Like many legal circumstances, the process for getting a labor judgement issued and then collecting on it is prolonged and complex. In my case:

  • 2012-2013: I worked for MentorCloud as an advisor, consultant, and employee for about a year without my contracted wages being paid.  I attempted to collect many times but was put off.
  • 28 August 2013: I filed an “Initial Report or Claim” form, followed by a preliminary meeting at DLSE.
  • 1 April 2014: a formal hearing was held (attended by MentorCloud CEO Ravi Gundlapalli and me).  The facts were not contested at the hearing.
  • 2 April 2014: the Labor Commissioner made an award (that is, the Hearing Officer signed an “Order, Decision or Award by the Labor Commissioner” including information on Background, Findings of Fact, Legal Analysis, and Conclusions).
  • 2 May 2014: the Superior Court of the State of California, County of Santa Clara, requested that the clerk enter judgement.
  • 20 June 2014: the Deputy Labor Commissioner confirmed in a letter to me that “In accordance with California Labor Code section 98.2(d), a judgment has been entered in your name with the court against your former employer.”

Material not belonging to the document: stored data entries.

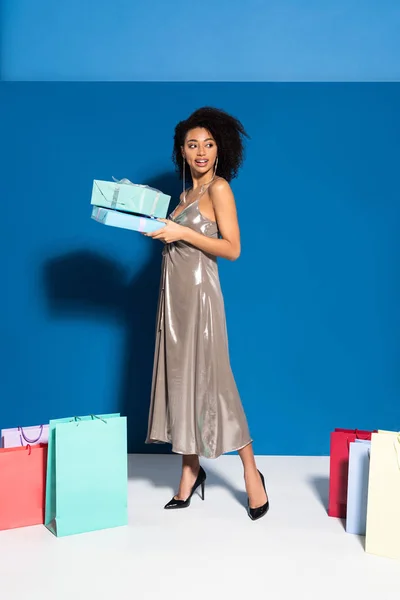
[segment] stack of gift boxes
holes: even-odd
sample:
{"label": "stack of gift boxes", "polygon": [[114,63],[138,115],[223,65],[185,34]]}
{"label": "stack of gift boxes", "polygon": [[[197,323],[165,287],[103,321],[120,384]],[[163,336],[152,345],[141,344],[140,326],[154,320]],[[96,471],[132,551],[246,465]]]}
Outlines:
{"label": "stack of gift boxes", "polygon": [[51,420],[1,432],[0,530],[45,525],[57,537],[128,523],[126,417]]}
{"label": "stack of gift boxes", "polygon": [[367,553],[400,559],[400,433],[331,433],[328,515],[365,536]]}
{"label": "stack of gift boxes", "polygon": [[165,224],[171,197],[147,185],[129,179],[101,181],[95,179],[92,188],[92,219],[141,233],[157,231]]}

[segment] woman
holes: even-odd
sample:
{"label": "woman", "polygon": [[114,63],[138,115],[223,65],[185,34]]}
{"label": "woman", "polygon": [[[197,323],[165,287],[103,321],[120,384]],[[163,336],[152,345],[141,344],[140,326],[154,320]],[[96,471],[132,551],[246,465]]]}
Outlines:
{"label": "woman", "polygon": [[[171,443],[182,454],[179,491],[165,508],[189,506],[206,473],[199,456],[237,450],[248,514],[269,508],[246,416],[232,375],[217,257],[236,260],[240,233],[229,181],[243,161],[242,124],[200,108],[175,128],[173,159],[183,178],[180,203],[147,234],[165,243],[147,443]],[[186,187],[186,172],[193,185]]]}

  • 12 December 2014: I signed an “Assignment of Judgement” form transferring the money judgement to the DLSE Judgement Enforcement Unit for debt collection.
  • Calls and visits to the DLSE followed but no action was taken, apparently because the office did not record the case online with a copy of my Driver’s License.
  • 11 January 2016: I signed a second “Assignment of Judgement” form transferring the money judgement to the DLSE Judgement Enforcement Unit for collection.  This time, I made sure they made a copy of my Driver’s License.
  • Still waiting…

Sometimes, doing the right thing takes a long time.